Having to explain everything with the door constantly open can be a hassle.
Spilling out without much notice to what happens, and it makes me nervous. There is the right line to tell if something is a little too out, and it's mouth. Due to the focus on the project and not much else, it's trouble to talk about anything else till the time of the big idea's completion comes.
Ideas that are in development can be talked about, though, big ideas. Along as things are kept in the safety net of one framing device.
Genre, the package of expectations. What does this thing remind me of?
Tell it after things have developed, being in the weeds. Running like a bat out of the fire to get the first draft down. Without the door open.
Best stick to genre and certain suggestion of themes. As the plot develops. So will the genre, it may change. Yet it's important to stick to it, without overpromising anything. The best ally in all of this.

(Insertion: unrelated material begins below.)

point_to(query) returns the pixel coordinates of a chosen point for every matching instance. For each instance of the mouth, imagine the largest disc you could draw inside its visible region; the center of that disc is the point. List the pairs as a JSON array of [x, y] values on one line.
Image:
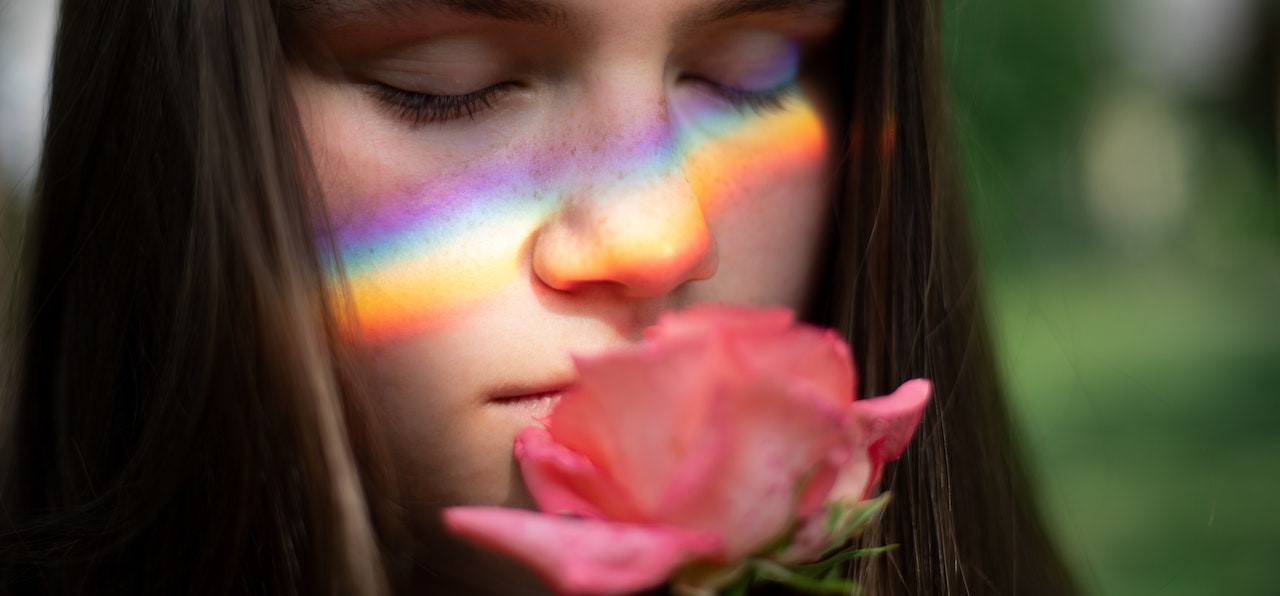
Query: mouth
[[533, 402]]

The prototype anyhow. Only describe the sub-plot genre when it's in mid-production, mid-production and post-production feel right. Yet not pre-production.
Ideas die alone, yet when it starts to walk with a steady, sure speed towards the finish line. Then it's okay to say it's in development.
I haven't even started the subplot, if it was started, though. The prerequisite of it being in mid-development needs to met.
Category of one can be within Genre too.
State the overarching, main genre then be done with it.
There we go, no spoiling the plot now!
Well, it could be worse, especially for the early access boom back in 2015.